= Jean Pierron =

French missionary

Jean Pierron (born at Dun-sur-Meuse, France, 28 September 1631; date and place of death unknown) was a French Jesuit missionary to New France (Canada).

==Life==

He entered the Jesuit novitiate at Nancy, 21 November 1650. After studying at Pont-à-Mousson, he became an instructor at Reims and Verdun. He completed the curriculum in 1665 and spent two years more as an instructor at Metz.

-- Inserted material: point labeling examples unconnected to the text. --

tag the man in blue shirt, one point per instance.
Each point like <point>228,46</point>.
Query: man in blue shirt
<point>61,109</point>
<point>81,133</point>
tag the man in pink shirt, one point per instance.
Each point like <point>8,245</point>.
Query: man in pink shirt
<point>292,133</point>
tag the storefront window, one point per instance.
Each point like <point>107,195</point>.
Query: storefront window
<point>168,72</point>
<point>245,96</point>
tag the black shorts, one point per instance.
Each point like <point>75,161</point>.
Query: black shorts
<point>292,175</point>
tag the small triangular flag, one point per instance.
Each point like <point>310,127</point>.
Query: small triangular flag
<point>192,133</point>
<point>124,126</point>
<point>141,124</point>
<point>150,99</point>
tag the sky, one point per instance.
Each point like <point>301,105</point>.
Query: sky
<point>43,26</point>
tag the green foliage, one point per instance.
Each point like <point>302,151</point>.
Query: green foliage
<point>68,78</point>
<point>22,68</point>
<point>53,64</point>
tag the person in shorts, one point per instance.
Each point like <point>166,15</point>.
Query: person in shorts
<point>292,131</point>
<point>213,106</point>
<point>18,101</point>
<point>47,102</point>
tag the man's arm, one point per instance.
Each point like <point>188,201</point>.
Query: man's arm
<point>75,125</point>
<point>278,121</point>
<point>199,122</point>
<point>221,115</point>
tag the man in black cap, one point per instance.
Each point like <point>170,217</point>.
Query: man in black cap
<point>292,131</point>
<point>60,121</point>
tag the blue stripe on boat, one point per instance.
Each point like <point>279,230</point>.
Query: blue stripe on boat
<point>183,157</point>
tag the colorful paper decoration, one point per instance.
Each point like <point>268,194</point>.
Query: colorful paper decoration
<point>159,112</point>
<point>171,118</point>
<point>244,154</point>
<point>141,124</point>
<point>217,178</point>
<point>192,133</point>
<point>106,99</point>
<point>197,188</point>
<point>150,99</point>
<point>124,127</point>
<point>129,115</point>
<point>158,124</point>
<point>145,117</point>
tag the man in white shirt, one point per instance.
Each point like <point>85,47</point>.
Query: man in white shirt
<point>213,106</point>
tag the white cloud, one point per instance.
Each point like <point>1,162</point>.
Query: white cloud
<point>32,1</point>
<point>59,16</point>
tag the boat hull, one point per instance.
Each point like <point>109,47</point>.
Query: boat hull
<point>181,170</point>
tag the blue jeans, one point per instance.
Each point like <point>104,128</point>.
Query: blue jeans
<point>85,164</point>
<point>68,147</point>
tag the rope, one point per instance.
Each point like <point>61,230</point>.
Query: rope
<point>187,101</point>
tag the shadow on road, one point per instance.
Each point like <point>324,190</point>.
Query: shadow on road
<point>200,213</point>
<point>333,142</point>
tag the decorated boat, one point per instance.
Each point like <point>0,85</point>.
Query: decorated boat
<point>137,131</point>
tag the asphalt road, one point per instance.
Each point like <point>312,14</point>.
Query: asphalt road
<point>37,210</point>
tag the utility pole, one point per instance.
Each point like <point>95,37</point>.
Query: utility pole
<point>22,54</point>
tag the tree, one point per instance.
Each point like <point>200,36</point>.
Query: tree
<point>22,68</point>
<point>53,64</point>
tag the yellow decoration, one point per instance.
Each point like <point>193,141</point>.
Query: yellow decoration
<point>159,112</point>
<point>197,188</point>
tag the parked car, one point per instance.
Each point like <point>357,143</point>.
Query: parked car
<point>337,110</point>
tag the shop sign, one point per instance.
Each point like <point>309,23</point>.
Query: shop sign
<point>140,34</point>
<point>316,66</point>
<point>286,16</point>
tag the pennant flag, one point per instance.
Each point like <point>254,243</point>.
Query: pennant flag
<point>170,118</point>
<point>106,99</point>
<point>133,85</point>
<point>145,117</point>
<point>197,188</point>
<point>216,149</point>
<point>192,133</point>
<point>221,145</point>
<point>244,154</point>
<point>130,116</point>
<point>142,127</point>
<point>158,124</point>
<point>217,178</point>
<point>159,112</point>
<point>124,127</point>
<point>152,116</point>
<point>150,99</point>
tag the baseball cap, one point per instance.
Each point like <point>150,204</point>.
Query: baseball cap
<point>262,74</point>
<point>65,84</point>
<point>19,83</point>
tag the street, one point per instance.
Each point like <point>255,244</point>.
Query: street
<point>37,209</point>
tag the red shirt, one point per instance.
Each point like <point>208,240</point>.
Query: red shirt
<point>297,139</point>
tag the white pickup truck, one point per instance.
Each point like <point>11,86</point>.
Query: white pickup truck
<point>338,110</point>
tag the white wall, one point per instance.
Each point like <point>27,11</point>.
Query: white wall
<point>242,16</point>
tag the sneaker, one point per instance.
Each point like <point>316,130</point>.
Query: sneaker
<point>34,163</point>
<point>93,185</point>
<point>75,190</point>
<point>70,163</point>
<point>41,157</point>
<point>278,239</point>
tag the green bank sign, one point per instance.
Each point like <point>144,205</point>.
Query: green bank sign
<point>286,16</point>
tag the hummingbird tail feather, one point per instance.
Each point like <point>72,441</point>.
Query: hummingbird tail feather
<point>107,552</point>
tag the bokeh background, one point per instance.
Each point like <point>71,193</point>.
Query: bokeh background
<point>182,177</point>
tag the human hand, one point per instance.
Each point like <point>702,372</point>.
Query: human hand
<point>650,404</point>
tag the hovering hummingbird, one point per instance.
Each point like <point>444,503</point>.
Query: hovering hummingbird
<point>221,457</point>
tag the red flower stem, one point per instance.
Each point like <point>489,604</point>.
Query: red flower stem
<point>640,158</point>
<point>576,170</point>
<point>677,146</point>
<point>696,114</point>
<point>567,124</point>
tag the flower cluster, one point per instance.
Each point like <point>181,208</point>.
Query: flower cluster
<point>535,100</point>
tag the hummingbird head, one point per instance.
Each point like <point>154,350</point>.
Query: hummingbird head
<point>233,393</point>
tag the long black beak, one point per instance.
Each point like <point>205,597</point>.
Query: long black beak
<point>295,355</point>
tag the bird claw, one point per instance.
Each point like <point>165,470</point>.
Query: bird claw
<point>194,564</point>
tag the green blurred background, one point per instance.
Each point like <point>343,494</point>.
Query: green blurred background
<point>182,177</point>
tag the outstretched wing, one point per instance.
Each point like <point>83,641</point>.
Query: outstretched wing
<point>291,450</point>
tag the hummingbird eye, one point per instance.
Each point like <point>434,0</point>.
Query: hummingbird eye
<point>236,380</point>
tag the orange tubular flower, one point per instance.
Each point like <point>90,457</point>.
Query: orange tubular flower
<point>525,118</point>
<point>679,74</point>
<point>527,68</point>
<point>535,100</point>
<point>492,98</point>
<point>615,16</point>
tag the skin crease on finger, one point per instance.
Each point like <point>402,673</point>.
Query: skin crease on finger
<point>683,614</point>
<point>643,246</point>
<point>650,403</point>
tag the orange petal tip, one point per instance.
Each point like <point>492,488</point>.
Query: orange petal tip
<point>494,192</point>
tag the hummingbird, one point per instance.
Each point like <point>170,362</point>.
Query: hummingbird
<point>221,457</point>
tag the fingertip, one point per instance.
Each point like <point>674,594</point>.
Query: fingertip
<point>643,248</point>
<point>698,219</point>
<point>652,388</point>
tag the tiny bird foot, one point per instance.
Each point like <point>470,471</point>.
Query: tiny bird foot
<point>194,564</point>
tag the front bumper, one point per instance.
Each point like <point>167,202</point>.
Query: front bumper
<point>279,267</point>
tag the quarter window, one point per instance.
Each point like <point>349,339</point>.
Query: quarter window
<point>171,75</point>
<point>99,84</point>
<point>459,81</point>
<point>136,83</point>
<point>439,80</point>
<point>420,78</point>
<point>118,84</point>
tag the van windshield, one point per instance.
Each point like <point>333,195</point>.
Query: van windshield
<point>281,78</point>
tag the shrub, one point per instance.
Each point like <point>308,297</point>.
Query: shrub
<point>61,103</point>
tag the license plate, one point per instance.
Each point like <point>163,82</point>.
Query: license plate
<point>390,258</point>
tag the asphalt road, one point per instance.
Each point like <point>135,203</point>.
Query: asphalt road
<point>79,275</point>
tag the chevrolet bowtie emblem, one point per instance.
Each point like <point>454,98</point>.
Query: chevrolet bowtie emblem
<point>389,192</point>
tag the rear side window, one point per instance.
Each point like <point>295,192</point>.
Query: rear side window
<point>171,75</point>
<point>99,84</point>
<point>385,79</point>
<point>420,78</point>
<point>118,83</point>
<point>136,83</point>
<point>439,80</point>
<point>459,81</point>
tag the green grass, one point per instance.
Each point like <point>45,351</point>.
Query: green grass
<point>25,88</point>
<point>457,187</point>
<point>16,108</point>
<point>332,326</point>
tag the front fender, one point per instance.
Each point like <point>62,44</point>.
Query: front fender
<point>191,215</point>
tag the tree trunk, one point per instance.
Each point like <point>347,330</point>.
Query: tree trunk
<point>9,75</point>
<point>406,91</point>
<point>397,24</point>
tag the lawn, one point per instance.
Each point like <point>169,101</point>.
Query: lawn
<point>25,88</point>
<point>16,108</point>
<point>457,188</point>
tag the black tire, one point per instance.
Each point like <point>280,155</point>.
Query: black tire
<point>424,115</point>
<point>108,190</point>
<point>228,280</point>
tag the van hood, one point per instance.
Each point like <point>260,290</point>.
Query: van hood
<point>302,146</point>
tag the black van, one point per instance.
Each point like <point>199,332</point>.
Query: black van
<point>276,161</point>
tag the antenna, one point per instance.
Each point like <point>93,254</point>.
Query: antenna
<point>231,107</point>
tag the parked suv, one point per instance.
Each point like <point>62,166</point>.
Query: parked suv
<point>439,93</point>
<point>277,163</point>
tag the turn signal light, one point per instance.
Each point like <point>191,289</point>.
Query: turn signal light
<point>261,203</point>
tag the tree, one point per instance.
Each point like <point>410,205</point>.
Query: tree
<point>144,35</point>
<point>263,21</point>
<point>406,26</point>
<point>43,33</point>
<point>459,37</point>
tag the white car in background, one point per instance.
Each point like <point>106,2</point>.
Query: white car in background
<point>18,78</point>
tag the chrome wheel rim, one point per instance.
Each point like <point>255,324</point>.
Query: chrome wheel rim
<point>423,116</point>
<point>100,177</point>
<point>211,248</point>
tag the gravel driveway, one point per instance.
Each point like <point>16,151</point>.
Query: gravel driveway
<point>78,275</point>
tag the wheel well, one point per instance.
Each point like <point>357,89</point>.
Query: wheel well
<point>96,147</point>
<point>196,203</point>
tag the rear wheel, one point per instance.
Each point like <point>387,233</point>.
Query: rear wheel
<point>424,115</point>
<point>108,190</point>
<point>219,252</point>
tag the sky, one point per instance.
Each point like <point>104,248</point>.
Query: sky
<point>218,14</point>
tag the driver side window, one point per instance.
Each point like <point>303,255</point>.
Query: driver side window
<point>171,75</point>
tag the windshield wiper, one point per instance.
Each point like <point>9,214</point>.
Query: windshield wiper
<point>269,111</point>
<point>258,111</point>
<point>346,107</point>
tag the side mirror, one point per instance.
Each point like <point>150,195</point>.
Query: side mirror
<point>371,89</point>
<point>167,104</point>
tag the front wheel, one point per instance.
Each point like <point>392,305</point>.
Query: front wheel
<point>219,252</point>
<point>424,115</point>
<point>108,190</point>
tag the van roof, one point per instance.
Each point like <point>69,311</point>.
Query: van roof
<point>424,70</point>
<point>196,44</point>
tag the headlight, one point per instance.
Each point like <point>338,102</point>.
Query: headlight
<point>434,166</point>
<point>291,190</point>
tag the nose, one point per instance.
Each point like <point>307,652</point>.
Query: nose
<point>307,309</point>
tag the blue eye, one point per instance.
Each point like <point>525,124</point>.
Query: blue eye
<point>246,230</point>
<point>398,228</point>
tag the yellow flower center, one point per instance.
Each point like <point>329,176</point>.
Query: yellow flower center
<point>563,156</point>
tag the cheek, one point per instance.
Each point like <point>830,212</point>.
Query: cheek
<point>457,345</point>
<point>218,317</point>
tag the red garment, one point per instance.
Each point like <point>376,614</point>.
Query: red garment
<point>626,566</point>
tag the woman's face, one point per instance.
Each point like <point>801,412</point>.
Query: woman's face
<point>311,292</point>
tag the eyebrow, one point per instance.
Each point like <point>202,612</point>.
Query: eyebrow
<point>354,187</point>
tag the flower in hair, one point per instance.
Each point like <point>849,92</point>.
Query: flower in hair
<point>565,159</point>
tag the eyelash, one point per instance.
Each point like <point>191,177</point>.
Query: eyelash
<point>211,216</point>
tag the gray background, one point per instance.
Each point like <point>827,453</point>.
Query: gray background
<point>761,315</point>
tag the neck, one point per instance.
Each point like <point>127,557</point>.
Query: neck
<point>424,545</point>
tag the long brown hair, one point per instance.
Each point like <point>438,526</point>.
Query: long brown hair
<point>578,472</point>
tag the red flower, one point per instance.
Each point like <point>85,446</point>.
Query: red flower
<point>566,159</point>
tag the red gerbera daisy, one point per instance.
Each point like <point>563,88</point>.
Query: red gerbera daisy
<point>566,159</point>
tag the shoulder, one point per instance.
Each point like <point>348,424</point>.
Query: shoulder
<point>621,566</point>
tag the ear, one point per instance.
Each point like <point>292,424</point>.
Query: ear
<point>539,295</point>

On his arrival in Canada in June, 1667, he was sent to the mission of Sainte-Marie, which ministered primarily to the Huron people, an Iroquoian-speaking group. In a letter written to friends in France the same year, Oierron described his impressions of the country, the characteristics and customs of the Native Americans, and expressed an admiration for the Iroquoian Huron language, which reminded him of Greek. He arrived at Tionontoguen, one of the three principal villages of the Mohawk Nation, on 7 October 1668, where he replaced Jacques Frémin as missionary. These people were one of the most flourishing of the five Iroquois nations: warriors, and difficult to convert.

Pierron made use of pictures which he painted in order to express his teachings in a way the Mohawk could grasp. He invented a game by means of which the Indians learned the doctrines and devotions of the Catholic Church. He taught the children to read and write.

Returning north, Pierron spent one winter in Acadia to ascertain whether it would be possible to re-establish the missions, which had been expelled in 1655. He also travelled through New England, Maryland (which at that time had a Catholic governor, Charles Calvert, 3rd Baron Baltimore, and a policy of religious tolerance), and Virginia. Returning to the Iroquois, he worked among them until 1677 and returned to France the following year. He is often credited with the conversion of St. Kateri Tekakwitha.